Garrett’s offense has looked sloppy and disjointed. There haven’t been enough clean completion­s from Jones and the first team especially.

Judge spends the bulk of his time with the offense when the “O” and defense are split between separate fields, reflecting the coach’s emphasis and urgency on fixing that side of the ball.

But on Friday, when Judge had the offense run plays upfield and away from the end zone for the first time in camp, Jones’ first-string unit was unable to complete anything downfield.

In the red zone, corner Adoree Jackson batted down a jump ball from Jones to Golladay in the back left of the end zone. Logan Ryan intercepte­d Jones on a fade to Evan Engram on the left side.

Golladay was double-covered coming out of the slot on another play by Darnay Holmes and Xavier McKinney, when Jones threw elsewhere.

Then when Golladay finally made a catch over the middle, going left to right against zone coverage, linebacker TJ Brunson smoked Golladay down to the grass.

Center Nick Gates and the offense didn’t appreciate the hit. Golladay said he didn’t mind.

“That’s football,” he said. “There’s a lot of competitio­n going on out there, a lot of guys competing. It’s football. It’s gonna happen.”

Sterling Shepard had run over Jackson on a bubble screen earlier in practice, so the offense delivered some licks of its own, too. When the pads come on Tuesday, however, Golladay needs to help this offense assert itself as a strength and not a liability.

Judge, for the coach’s part, raved about Golladay’s work ethic and knowledge of the offense.

He said Golladay is always at the “top of the scale” in the Giants’ GPS tracking numbers measuring volume, yardage and “high intensity reps.” The coach said Golladay is “very ahead on how he pays attention in meetings,” that he’s caught on “really fast” to what the Giants are asking him to do, and that he carries it over to the field.

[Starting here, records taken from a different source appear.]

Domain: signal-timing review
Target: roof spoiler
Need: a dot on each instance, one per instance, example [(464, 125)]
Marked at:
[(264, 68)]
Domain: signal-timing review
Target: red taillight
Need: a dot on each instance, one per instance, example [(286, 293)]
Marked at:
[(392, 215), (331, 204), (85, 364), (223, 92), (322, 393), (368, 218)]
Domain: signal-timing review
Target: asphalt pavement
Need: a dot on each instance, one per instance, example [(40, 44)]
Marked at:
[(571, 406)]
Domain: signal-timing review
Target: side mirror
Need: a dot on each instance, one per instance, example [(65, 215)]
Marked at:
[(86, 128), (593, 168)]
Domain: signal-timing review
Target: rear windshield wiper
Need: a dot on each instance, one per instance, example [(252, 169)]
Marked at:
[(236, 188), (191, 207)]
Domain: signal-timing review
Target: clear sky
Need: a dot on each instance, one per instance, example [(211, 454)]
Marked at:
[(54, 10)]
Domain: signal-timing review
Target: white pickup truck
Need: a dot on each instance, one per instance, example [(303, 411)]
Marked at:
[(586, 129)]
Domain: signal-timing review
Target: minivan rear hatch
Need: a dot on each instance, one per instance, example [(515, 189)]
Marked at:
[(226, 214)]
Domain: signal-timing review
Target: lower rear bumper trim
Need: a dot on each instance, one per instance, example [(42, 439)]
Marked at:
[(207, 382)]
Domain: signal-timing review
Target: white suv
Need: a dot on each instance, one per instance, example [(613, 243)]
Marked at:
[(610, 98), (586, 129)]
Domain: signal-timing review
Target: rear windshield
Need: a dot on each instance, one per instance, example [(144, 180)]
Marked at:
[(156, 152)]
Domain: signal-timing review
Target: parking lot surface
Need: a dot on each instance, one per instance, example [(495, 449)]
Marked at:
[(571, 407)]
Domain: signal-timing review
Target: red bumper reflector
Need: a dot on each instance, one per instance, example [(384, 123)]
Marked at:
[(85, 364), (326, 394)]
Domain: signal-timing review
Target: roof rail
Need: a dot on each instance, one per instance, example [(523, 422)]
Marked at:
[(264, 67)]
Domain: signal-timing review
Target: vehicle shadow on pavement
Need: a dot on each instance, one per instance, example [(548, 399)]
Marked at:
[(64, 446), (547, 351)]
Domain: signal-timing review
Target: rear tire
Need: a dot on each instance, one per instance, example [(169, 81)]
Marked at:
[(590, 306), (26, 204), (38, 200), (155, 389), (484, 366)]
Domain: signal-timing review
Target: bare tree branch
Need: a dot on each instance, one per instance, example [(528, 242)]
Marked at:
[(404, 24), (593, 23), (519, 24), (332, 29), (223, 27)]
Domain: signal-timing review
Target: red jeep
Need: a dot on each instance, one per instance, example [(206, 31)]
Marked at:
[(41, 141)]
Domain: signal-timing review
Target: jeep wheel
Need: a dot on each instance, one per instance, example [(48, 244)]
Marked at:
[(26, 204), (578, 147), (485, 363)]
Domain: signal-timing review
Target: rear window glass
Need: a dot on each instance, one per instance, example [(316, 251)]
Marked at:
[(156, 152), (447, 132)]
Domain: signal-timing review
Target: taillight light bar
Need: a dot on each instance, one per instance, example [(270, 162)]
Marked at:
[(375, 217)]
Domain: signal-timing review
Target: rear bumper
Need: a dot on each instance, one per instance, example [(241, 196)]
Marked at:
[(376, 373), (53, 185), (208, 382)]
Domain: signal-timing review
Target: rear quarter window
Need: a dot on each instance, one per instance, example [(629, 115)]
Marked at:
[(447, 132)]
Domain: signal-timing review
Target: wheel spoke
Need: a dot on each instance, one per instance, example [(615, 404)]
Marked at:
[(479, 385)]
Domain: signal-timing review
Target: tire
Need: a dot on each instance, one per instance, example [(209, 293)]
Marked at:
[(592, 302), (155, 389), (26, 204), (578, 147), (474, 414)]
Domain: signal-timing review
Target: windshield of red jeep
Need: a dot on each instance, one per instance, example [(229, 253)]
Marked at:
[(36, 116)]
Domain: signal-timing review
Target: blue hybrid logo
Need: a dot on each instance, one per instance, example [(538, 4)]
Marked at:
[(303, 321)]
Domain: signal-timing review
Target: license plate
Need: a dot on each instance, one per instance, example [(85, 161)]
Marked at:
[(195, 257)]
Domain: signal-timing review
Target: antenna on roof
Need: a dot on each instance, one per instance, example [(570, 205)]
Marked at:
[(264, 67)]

Judge also said the coaches purposely haven’t let receivers turn loose their downfield routes yet because they don’t want to risk injuries.

Golladay sounded level-headed and grounded in his process on Friday, too, a good sign that he’s sticking to the work and not hung up on the lack of results.

LEMIEUX AVOIDS ‘WORST-CASE’

Left guard Shane Lemieux looks to have avoided the “worst-case scenario” with the knee injury he sustained on Thursday, Judge said. It will probably take another day or two to narrow down the exact diagnosis and timeline for Lemieux’s return.

“Shane, he’s kind of like a wild animal,” Judge said. “He’d cut his leg off to get through a bear trap if he had to, so him not being out there is kind of driving him nuts. He’s already been in my office today talking about the fastest way to get back.”

GIANTS IN NEWARK

The Giants are practicing in Newark tonight at Eddie Moraes Stadium as part of the NFL’s “Back Together Saturday” initiative. The event isn’t open to the general public.

Local high school, Pop Warner and youth program players are expected to attend the workout. The Giants expect about 2,000 people.